I ask other comment makers: Who provides the most insightful, fastest, best value political insight?

This site, Guido fawkes, Iain Dale and Dizzy or the mainstream papers?

The FT asks that as David Cameron is not in favour of Heathrow expansion, which other airports will he grow to meet capacity constraints?

This must be lazy thinking and I would have thought the FT could do better. Mr Cameron recently stated he was in favour of high speed rail. High speed trains would eliminate the need for many domestic flights, freeing up some exiting airport capacity for more important long-haul flights.

Environmental policy needn’t be about more taxes. Rather it can be positive and forward-looking, about providing attractive competitive environmentally alternatives, such as a modern fast, reliable electrified railway system.


It's not as simple as that.

Many domestic flights are connectors to international flights.

Also you can bet it will take 10+ years to build hi speed rail links in this country. Just think how long it took to build the Channel Tunnel link. The only way it would happen fast would be new planning laws but as the FT reminded us this morning we are against new planning laws.

As far back as 1987...Mmm...perhaps. I certainly remember articles very critical of Labour's higher taxation policy they were proposing in 1987 and 1992.

Many domestic flights are connectors to international flights.

Some proposals for high speed railways include links to Heathrow, which presumably would make those connecting flights, also, less necessary.

David Sergeant @ 15.22 - If I understand you correctly, it is very gracious of you, but actually I am not young enough to be your daughter!

Freeborn John @ 17.12 - I couldn't agree more with your whole post, and the first two sentences about the real reason why the BBC and journalists 'want' to see what policies the Conservatives intend to have when in government - so that they can pull them all to shreds - is all too true!!

For a long time now I have been in favour of speeding up planning for major infrastructure projects by offering very attractive CPO's. The cost of not doing something vastly exceeds paying residents say double the market value of their houses. Far better to give people a handsome pay-off and prevent planning blight while getting on with the job.

I agree with every word David Sargeant has said.
I call for patience and am backing the tortoise over the hare. Why on earth would we want to rush our policy thinking and end up making a complete mess of things like Labour has?
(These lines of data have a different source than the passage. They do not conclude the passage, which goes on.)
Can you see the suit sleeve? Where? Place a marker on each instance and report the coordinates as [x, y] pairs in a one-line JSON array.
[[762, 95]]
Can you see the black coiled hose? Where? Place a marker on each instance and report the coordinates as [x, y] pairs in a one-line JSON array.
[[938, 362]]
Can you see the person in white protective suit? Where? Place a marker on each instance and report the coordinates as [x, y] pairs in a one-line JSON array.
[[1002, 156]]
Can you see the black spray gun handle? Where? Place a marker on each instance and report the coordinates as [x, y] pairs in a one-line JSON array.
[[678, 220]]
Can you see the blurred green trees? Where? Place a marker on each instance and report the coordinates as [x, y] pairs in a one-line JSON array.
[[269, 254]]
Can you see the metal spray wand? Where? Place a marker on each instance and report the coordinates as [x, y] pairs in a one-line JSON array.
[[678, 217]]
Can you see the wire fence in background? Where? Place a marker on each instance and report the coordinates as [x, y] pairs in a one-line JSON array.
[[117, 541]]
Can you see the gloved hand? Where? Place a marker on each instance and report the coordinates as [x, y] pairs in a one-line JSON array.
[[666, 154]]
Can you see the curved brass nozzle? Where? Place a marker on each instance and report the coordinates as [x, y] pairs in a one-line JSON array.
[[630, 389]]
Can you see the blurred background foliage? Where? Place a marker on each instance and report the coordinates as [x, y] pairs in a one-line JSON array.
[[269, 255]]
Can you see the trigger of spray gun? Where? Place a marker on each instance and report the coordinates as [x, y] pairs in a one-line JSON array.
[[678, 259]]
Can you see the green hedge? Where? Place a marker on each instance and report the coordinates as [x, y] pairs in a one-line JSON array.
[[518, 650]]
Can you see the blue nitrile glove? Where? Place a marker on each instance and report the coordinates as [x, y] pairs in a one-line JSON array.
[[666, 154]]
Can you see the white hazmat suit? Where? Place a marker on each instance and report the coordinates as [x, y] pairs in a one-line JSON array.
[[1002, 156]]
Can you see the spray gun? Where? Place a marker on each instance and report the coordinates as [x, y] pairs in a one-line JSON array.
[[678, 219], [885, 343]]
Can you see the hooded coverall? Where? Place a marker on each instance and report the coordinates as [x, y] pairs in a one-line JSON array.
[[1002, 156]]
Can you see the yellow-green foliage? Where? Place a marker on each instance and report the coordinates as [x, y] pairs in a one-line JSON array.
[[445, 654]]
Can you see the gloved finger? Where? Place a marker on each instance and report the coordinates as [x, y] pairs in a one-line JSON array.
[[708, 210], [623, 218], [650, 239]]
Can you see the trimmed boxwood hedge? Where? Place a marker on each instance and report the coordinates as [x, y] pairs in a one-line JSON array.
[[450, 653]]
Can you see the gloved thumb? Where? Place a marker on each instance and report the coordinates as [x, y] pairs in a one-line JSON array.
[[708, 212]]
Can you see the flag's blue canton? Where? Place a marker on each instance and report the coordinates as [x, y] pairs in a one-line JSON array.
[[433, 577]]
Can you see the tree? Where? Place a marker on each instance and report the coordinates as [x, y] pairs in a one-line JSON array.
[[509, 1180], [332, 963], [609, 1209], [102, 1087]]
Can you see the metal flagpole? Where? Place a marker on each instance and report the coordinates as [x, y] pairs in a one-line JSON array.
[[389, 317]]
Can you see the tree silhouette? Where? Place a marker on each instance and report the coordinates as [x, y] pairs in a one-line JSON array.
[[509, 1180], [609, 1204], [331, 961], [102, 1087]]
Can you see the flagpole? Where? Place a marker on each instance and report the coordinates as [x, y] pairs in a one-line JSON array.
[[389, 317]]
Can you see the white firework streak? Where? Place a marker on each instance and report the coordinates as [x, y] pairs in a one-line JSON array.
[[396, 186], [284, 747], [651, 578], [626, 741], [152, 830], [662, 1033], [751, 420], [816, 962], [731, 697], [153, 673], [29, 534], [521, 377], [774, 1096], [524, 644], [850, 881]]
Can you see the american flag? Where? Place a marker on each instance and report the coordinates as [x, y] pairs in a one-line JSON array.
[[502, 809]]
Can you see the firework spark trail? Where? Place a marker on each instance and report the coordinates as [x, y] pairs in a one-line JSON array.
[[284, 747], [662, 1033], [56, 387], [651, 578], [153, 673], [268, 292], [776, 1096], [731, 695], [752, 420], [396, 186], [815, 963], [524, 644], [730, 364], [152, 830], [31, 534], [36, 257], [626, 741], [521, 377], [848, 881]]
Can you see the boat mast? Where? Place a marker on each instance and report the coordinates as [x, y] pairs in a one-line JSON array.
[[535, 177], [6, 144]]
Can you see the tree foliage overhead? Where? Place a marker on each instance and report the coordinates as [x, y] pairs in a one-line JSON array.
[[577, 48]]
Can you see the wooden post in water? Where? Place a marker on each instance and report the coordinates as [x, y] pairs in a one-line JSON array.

There will be a Conservative manifesto published when the time comes - I can guarantee it!

"Mr Cameron recently stated he was in favour of high speed rail. High speed trains would eliminate the need for many domestic flights, freeing up some exiting airport capacity for more important long-haul flights."

Is it still conservative policy to support the building of those hover trains?

"Much more important than the immediate slowdown - significant as that may be - is the longer-term uncompetitiveness created by more than a decade of tax, regulation, bureaucratisation and increased welfare dependency."

Which is presumably why Cameron has said he will seek to increase the amount of tax revenue taken (though perhaps not as a % of GDP - we'll see how that works out in a recession) and commit himself to maintaining Labour's spending plans for the first years of his government? Owait-

I have siad i so many times but the FT and Economist (along with the Tories and much of the establishment) backed ERM. None of them are omniscient.